As an example, let’s assume we want to gracefully handle mail for an ex-employee for six months. Michael recently left the company. Proper customer relations is the first and most important step in transitioning Michael’s mail. Jay has taken over all of his customers, and we now want those customers to send their business communications to Jay. During Michael’s last week in the office, he took Jay to visit all of his local customers, and used conference calls to introduce Jay to all of his remote customers. The customers have been notified, and the business mail should flow to the right destination. If management drops the ball on customer relations, there is very little that a sendmail administrator can do about it. However, you can make sure that Michael gets his personal mail by adding an alias to forward the mail to his new address:

michael:                 michael@new.job.ora.com

Michael is sent monthly reminders that his mail forwarding account will be closed in six months. Six month after his departure, the michael alias is edited as follows:

michael:                 michael@new.job.ora.com.REDIRECT

At first, Michael’s mail is forwarded to his new address, as this -bv test shows:

# sendmail -bv michael@wrotethebook.com
michael@new.job.ora.com... deliverable: mailer esmtp,
host new.job.ora.com, user michael@new.job.ora.com

Forwarding, however, should not go on indefinitely. As long as the mail gets through, there are a certain number of senders who will not update their address books. At some point you must cut them off and stop forwarding the mail. In the example, we have a small site and are willing to forward mail for six months. A larger site might not want to do any forwarding at all.
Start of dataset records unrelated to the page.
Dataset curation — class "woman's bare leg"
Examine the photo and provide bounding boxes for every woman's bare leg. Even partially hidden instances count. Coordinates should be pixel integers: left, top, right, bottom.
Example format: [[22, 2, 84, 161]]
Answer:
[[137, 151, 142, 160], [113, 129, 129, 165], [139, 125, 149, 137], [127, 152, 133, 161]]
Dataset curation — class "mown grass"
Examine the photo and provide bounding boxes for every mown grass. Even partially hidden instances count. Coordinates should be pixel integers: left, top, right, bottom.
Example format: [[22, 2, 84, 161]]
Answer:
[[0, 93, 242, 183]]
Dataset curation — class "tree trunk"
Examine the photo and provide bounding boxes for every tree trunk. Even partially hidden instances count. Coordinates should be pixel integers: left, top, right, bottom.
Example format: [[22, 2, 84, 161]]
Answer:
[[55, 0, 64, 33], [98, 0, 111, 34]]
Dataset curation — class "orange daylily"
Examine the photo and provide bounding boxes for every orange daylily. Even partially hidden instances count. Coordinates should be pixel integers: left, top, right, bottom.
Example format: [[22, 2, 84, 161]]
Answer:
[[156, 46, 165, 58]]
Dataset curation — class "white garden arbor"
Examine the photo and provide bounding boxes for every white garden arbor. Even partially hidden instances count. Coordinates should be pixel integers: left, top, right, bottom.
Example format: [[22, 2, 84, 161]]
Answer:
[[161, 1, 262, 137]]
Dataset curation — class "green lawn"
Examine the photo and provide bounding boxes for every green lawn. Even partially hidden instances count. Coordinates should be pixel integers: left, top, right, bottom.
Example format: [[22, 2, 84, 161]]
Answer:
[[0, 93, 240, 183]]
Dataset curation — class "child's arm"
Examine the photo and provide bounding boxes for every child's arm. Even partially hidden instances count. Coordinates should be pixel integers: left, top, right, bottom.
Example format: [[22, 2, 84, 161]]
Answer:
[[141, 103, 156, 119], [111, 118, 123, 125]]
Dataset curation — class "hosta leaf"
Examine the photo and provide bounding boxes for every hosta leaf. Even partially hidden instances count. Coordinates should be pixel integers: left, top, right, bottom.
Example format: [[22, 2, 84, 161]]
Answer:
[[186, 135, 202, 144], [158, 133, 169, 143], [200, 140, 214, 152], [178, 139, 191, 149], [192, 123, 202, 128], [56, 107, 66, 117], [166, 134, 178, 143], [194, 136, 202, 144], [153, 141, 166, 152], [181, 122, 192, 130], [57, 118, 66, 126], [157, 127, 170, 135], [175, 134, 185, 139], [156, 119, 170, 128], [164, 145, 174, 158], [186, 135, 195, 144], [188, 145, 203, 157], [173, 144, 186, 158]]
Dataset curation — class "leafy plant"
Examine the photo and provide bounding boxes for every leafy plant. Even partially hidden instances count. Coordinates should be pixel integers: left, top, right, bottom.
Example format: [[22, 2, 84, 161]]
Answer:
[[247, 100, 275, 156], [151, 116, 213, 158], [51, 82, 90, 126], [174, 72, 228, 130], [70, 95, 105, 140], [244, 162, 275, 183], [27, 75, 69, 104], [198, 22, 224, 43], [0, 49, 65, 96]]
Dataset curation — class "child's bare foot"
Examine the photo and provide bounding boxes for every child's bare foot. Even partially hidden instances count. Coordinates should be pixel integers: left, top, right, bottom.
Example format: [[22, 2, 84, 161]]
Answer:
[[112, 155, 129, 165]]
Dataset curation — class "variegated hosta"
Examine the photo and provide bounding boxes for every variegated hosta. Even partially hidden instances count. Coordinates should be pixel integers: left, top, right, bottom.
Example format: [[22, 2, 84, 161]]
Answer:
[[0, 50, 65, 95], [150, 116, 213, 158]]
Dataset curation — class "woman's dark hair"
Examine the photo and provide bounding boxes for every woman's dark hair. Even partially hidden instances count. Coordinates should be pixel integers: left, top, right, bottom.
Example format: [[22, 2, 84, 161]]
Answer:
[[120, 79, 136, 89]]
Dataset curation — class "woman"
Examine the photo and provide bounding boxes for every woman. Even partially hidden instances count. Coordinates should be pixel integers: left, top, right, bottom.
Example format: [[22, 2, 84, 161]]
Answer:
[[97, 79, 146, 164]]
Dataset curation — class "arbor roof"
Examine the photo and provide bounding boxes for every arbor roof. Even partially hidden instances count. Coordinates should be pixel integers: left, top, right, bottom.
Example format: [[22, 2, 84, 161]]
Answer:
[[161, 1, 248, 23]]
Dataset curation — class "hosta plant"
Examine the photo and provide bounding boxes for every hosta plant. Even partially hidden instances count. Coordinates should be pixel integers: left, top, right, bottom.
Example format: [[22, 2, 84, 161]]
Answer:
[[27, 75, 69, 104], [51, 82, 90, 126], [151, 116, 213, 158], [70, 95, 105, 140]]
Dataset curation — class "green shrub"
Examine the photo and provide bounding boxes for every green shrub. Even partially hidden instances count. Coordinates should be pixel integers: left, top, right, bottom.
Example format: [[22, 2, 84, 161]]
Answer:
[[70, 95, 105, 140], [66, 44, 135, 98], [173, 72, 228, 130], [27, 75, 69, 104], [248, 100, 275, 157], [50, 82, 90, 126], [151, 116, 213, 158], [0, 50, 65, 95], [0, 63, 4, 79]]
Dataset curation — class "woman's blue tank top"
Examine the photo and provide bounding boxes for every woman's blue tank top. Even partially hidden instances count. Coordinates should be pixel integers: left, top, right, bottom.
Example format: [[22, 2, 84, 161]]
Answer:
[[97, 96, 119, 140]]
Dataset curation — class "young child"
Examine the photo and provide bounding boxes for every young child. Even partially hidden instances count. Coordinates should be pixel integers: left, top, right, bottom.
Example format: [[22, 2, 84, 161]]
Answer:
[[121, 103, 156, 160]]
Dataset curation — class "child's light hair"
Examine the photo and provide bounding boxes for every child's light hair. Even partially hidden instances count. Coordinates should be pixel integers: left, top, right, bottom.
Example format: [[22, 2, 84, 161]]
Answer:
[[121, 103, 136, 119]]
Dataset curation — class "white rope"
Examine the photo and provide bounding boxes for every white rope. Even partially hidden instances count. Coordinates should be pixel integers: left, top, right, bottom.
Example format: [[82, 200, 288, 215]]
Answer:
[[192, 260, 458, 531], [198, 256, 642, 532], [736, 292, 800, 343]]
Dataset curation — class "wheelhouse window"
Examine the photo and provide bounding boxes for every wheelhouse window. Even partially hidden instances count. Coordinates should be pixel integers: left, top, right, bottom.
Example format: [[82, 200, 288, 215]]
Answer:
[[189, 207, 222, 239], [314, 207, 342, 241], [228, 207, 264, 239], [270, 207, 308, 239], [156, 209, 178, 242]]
At the end of six months, the .REDIRECT pseudodomain is added to the alias to terminate forwarding. The effect of the .REDIRECT pseudodomain can be seen in a sendmail -bv test:

# sendmail -bv michael@wrotethebook.com  User has moved; please try <michael@new.job.ora.com>

Mail addressed to michael is now returned to the original sender with an error message that tells the sender to try Michael’s new address. The mail is not forwarded, but the sender is told how to deliver the mail directly.

.REDIRECT is clearly not a valid domain name. In sendmail parlance it is a pseudodomain. Pseudodomains are listed in class $=P, and sendmail does not attempt a DNS lookup for any domain listed in class $=P. Pseudodomains are used to signal special processing. However, simply adding REDIRECT to class $=P is not enough. The redirect feature must be included in the sendmail configuration for the .REDIRECT pseudodomain to be handled in the manner described.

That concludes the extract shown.